Veronica Root Martinez, professor of law, Robert and Marion Short Scholar, and director of the Program on Ethics, Compliance and Inclusion
Justice Ginsburg was a remarkable woman, advocate, parent, law professor, human being and justice. When she visited Notre Dame Law School, she took time and careful attention addressing questions posed to her from our law students. Some say representation doesn’t matter — but it does. Her representation and contributions mattered to our law students and to young women and girls all over this country and world. She will be sorely missed by individuals of all walks of life and ideological backgrounds. May she rest in power and peace.
Christine Venter, teaching professor, director of the legal writing program
Proponents of gender equality lost one of their fiercest advocates with the death of Ruth Bader Ginsburg. Many of us in the law looked up to RBG, not only for her incredible accomplishments including her groundbreaking gender equality work with the ACLU and being the second woman to be appointed to the Supreme Court; we also admired her passion for her work and her undaunted optimism. At 87, Ginsburg still described herself as an “advocate,” albeit with a smaller audience — her eight colleagues on the bench. Ginsburg pulled no punches in chiding her colleagues (or Congress) for their failure to understand that despite changes to the law, women may still be the victims of what she referred to as “law-sanctioned oppression.” At least once a year she read a dissent aloud from the bench, while wearing her special “dissenting collar.” These dissents came most frequently in discrimination cases, like the Lilly Ledbetter case, where she urged the court not to ignore the “lived realities” of people’s lives. RBG was an icon to many. Fierce and indomitable, her contributions to the law were immense and her loss is enormous.
Mark McKenna, the John P. Murphy Foundation Professor of Law, director of the Notre Dame Technology Ethics Center, and director of the Program on Intellectual Property and Technology Law
Ruth Bader Ginsburg was a trailblazer her whole life. Few have done more to advance the cause of equality, particularly for women. As a lawyer and as a judge, Justice Ginsburg was a powerful advocate for justice, and her life was an inspiration to generations. I had the honor of meeting her when she visited Notre Dame a few years ago. I thanked her for her work, and told her I was grateful to her as a father for helping make the world a better place for my kids — both my daughters and my sons. I know I join many others in saying that she will be sorely missed. My deepest condolences to her family.

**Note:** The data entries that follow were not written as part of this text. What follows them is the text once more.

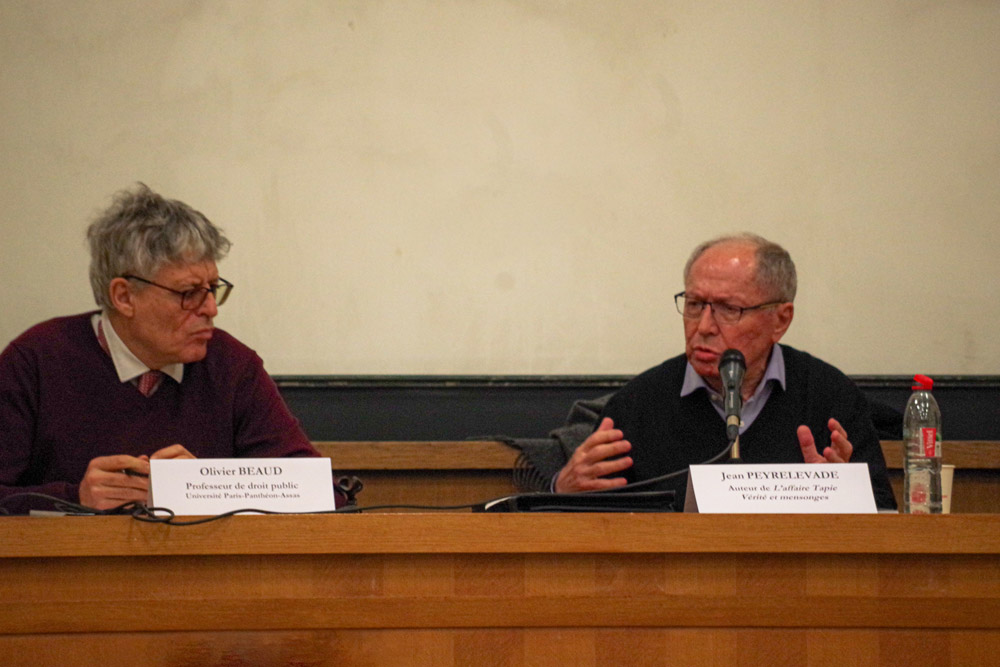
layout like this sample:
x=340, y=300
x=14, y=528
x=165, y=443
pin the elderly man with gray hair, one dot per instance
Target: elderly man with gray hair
x=87, y=400
x=738, y=295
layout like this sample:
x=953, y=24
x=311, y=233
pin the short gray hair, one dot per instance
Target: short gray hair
x=140, y=232
x=775, y=268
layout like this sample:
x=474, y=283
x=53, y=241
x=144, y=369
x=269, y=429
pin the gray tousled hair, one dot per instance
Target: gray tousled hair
x=775, y=268
x=141, y=232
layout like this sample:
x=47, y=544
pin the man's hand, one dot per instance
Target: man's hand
x=106, y=484
x=588, y=465
x=173, y=452
x=111, y=481
x=840, y=448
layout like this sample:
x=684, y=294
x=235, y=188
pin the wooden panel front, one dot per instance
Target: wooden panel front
x=430, y=474
x=501, y=589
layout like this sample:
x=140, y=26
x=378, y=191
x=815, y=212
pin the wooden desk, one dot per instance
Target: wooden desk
x=452, y=473
x=502, y=589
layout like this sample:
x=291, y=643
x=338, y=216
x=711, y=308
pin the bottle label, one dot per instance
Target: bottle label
x=928, y=438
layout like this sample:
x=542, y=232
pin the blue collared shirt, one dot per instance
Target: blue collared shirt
x=773, y=374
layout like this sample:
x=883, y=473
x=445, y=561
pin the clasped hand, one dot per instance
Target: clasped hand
x=590, y=466
x=106, y=484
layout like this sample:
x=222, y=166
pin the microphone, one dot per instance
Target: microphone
x=732, y=366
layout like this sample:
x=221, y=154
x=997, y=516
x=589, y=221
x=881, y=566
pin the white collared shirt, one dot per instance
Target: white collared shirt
x=773, y=374
x=127, y=365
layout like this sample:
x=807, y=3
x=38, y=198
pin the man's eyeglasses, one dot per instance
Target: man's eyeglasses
x=726, y=313
x=192, y=299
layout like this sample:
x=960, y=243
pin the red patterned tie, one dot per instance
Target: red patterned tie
x=148, y=382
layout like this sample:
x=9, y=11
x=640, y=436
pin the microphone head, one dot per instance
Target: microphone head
x=732, y=365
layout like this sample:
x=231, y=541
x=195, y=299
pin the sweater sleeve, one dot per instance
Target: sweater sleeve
x=868, y=449
x=18, y=411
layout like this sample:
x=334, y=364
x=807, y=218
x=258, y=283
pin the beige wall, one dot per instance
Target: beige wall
x=435, y=186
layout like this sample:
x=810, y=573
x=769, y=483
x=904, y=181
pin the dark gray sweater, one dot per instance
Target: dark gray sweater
x=669, y=432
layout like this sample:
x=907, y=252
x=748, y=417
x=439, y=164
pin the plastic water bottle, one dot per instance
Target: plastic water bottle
x=922, y=450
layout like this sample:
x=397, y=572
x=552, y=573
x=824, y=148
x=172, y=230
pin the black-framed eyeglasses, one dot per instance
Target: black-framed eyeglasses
x=193, y=298
x=724, y=312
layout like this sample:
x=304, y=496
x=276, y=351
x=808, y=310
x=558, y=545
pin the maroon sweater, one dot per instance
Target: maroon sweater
x=62, y=404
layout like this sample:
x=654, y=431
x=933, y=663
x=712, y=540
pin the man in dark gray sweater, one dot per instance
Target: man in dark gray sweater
x=738, y=294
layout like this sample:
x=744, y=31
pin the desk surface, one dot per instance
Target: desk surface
x=504, y=533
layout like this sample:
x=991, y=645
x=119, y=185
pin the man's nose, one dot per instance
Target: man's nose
x=707, y=323
x=209, y=307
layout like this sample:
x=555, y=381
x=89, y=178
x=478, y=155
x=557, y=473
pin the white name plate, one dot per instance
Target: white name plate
x=780, y=488
x=214, y=486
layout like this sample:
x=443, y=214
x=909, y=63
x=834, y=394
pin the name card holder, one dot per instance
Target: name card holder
x=780, y=488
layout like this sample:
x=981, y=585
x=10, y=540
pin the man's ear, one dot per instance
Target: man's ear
x=784, y=312
x=121, y=297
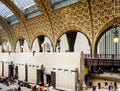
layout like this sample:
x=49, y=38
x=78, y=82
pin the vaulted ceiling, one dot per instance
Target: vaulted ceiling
x=90, y=17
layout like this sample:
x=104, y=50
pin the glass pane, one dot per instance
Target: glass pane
x=0, y=27
x=28, y=7
x=7, y=14
x=107, y=45
x=61, y=3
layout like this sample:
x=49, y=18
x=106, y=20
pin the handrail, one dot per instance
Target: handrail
x=104, y=56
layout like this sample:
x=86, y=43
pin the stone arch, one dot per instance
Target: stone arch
x=106, y=26
x=104, y=29
x=39, y=34
x=72, y=28
x=19, y=37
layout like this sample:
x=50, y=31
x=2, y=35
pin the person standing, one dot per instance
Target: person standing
x=99, y=85
x=19, y=88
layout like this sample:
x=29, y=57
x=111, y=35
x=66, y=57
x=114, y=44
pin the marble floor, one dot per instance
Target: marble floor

Jay Tidmarsh, the Judge James J. Clynes Jr. Professor of Law
Many people have commented on her constitutional decisions and her commitment to civil rights and equal rights for women, but the focus on these important aspects of her career risks overlooking some of her most enduring contributions on the Supreme Court. Justice Ginsburg, as a law professor, taught civil procedure and conflict of laws, and when she went onto the Supreme Court, she often authored its procedural decisions (when she was in the majority) or the principal dissent (when she was in dissent). Indeed, just this past week, not knowing about her impending death, I taught one of her dissents and one of her majority decisions in Complex Litigation. As a litigator, she was acutely aware of the importance of procedure in ensuring the fair treatment of claims on their merits. She was actually something of a traditionalist in her decisions, in the sense that she generally sought to preserve the basic vision of litigation that has dominated in federal court since 1938. She resisted the impulse to shrink from that vision, which seeks to determine every case on its merits, even as other members of the court sought to trim that vision around the margins — but she also resisted the impulse to interpret those procedures expansively in ways that would have, while increasing access to justice for some, denied to others their individual day in court. She was a moderate in matters of procedure, and she approached the subject as a conflicts scholar of her era would: as an attempt to strike the best balance among competing interests. The theme of her decisions, which might fairly characterize so much of her work on the Supreme Court, was to ensure equality and opportunity for all litigants.
In the coming weeks, Notre Dame Law School will be hosting events to commemorate Ginsburg’s legacy.